As in previous studies, there were a greater number of adverse pregnancy outcomes among HIV-infected women in our study. ² The association between maternal HIV infection and fetal mortality is particularly strong in developing countries. ² The lack of maternal MTCT prophylaxis was associated with fetal mortality; however, unknown variations in sociodemographics, medical history, time of presentation, prenatal care and other details of delivery may account for some of these differences. As in previous studies, breech presentations were also associated with fetal mortality. ⁵ In our study, the five macerated stillbirths of unknown cause, the one due to prematurity as well as the one fetal death of unknown cause may have been linked to HIV infection.

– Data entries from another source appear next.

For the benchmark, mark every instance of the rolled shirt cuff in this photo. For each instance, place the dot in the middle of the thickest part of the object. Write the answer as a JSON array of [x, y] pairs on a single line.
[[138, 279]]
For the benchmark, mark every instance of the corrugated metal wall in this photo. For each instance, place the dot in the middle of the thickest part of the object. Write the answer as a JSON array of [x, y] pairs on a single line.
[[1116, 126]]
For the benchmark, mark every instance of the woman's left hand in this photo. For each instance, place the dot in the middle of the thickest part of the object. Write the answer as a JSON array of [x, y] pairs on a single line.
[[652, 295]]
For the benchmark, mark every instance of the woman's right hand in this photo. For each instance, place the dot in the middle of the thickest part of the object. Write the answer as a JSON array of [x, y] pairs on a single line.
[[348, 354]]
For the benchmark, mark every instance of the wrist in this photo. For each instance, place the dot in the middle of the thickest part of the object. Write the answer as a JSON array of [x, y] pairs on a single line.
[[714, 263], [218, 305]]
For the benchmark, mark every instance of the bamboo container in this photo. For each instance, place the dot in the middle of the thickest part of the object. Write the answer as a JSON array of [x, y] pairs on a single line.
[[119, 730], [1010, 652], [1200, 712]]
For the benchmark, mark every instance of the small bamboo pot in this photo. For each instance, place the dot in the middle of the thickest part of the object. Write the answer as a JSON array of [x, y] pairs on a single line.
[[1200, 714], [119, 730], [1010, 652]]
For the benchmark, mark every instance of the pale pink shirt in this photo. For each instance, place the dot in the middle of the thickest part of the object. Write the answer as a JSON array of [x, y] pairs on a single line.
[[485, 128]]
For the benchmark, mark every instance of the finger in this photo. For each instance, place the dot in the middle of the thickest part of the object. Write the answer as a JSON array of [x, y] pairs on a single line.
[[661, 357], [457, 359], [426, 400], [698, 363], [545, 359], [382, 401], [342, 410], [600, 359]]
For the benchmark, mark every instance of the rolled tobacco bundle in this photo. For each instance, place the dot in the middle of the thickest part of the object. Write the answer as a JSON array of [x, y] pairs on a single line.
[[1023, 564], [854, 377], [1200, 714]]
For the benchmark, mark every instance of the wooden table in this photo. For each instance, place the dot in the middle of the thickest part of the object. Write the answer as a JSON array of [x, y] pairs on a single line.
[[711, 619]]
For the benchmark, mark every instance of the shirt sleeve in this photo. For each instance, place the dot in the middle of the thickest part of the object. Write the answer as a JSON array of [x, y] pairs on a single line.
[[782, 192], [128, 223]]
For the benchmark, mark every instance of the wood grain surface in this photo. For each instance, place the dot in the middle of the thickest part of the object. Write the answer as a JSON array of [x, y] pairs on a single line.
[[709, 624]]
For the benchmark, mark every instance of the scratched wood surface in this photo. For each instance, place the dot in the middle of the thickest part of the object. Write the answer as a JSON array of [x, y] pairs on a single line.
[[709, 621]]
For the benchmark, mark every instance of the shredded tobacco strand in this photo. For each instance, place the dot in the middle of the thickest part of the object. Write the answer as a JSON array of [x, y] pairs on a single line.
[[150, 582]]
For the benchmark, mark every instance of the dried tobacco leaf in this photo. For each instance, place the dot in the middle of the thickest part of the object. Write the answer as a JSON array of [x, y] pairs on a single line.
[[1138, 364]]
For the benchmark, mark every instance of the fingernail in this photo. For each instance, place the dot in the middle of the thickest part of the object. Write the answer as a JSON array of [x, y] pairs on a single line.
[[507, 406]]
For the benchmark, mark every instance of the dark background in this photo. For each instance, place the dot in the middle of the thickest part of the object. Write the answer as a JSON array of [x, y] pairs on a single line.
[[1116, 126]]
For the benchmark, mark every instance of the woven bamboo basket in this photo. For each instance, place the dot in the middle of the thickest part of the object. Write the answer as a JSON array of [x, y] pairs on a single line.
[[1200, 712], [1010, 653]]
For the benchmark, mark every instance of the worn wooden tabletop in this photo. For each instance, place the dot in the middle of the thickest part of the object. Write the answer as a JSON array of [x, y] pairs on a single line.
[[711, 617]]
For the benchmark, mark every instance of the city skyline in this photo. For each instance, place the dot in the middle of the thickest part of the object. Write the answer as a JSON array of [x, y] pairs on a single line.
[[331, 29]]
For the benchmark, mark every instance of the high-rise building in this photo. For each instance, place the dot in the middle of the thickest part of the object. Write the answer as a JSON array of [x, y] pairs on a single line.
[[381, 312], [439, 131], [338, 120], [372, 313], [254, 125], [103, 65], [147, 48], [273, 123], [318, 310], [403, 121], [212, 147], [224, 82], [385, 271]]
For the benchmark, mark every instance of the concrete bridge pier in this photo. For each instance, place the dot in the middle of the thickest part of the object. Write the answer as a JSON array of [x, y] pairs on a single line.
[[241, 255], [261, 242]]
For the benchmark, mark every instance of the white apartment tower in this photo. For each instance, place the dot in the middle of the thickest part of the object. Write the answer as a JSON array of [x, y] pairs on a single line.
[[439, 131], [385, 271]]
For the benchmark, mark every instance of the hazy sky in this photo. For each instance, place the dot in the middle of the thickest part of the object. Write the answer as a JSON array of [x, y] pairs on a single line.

This study was limited by the inability to obtain information on prenatal care, medical history, financial status and time of presentation. It is difficult to determine whether adverse outcomes associated with a lack of maternal prophylaxis were related to differences in sociodemographics and prenatal care. Although the women were counselled and referred for tests on their infants, the HIV status of the infants is unknown. Further investigations should be made to determine the additional obstetric risks of HIV-infected women and their infants in order to provide proper monitoring, care and preventive measures. HIV prophylaxis and optimal prenatal care should be available to HIV-infected women.

The conclusion from this study is that the HIV-infected women were significantly more likely to have pregnancy-induced hypertension, anaemia, breech presentations and stillborn babies. Therefore, medical personnel need to be aware of these issues when providing care for HIV-infected pregnant women.